# New here



## lancemanly424 (Sep 4, 2014)

Hey what's up my name is Carl and I'm 25. I recently started riding about years ago. Although I live in Atlanta at the moment I lived out in Summit Co, Colorado for a year and shredded out there every day. I miss every second of it. I got one day in over at Sugar Mtn in NC.
I'm glad I found this forum cause I definitely want to keep shredding and improving myself.
Oh and I ride on a 2013 Capita DoA FK with Union Force bindings.


----------



## Pigpen (Feb 3, 2013)

Welcome sir!
This forum is great, and just about everyone is very helpful!

Oh, go Falcons! (Minnesota here, but love thy Falcons)


----------



## Manicmouse (Apr 7, 2014)

Welcome Carl!


----------



## SnowDragon (Apr 23, 2012)

Ouch!
It's painful to hear of a snowboarder who moved from Colorado to Atlanta.

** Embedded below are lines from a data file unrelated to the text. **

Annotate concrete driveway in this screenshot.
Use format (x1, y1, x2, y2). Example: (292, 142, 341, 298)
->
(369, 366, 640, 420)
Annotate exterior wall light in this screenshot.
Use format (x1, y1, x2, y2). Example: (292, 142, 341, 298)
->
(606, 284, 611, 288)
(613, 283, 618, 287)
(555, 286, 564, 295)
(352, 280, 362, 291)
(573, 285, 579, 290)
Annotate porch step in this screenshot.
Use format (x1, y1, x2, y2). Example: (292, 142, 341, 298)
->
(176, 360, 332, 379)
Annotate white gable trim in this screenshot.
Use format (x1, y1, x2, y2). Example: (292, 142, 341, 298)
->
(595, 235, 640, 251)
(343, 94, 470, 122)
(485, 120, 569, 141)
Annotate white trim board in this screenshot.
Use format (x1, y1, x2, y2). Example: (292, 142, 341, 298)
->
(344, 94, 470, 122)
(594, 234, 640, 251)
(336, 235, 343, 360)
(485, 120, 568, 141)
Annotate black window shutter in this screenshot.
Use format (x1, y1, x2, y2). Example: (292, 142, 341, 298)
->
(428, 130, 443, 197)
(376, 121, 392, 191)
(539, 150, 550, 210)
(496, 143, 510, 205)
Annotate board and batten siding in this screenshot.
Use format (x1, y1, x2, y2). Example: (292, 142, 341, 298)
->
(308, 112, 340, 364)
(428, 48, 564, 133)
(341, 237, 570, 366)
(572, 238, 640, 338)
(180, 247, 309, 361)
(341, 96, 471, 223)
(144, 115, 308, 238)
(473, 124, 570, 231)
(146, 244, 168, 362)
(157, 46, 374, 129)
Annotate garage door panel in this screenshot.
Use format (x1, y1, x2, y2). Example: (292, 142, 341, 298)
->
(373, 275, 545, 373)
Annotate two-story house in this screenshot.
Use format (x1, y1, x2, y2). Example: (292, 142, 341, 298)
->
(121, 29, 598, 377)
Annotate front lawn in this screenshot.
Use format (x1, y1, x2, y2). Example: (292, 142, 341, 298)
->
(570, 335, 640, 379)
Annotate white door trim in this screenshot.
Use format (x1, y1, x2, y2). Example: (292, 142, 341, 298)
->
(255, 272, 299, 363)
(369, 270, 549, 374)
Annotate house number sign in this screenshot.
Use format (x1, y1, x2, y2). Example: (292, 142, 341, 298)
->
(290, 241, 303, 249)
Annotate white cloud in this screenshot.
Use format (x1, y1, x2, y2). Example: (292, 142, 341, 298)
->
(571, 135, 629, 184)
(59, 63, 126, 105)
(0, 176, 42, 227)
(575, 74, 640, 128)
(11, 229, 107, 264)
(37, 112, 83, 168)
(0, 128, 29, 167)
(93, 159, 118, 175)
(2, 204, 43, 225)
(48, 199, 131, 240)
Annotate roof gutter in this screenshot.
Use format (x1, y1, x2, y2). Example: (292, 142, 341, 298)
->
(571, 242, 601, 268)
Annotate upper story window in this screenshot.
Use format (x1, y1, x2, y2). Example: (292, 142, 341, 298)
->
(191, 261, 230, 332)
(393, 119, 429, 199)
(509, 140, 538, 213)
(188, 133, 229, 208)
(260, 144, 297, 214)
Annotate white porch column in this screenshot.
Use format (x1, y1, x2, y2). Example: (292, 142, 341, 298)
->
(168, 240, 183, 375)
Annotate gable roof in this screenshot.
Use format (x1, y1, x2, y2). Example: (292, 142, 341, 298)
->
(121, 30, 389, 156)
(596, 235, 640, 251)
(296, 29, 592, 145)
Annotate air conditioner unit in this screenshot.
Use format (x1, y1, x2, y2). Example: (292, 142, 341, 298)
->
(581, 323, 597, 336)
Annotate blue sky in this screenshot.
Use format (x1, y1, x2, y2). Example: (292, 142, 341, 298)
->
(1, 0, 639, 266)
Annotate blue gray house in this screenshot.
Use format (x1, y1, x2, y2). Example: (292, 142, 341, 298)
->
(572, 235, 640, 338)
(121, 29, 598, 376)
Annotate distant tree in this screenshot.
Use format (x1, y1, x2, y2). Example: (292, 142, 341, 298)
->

Best of luck, and welcome aboard.


----------



## slyder (Jan 18, 2010)

Welcome my nephew lives in Marietta (spelling?) We love visiting Atl tons of stuff to do, great food, love the highway like 6 lanes wide and 90mph it's insane driving there. Better than around Chi-town. 

Glad you able to keep riding even though your in the wrong part of the country. Life's paths...Next time snap some pics to share when you get a chance to ride again. NC is probably worse the the Midwest but hey, any time on the board is a good time.


----------



## Argo (Feb 25, 2010)

It's way easier to keep living in the mountains..... More conducive to the snowboarding lifestyle too.


----------



## lancemanly424 (Sep 4, 2014)

Thanks for the warm welcome! Ya i constantly dream about going back up there (which i will this season). I grew up in Atl and moved out to Co to live with my dad for a while. I was born in Wyoming so i grew up to skiing but once i strapped in i was hooked and snowboarding immediately took over.


----------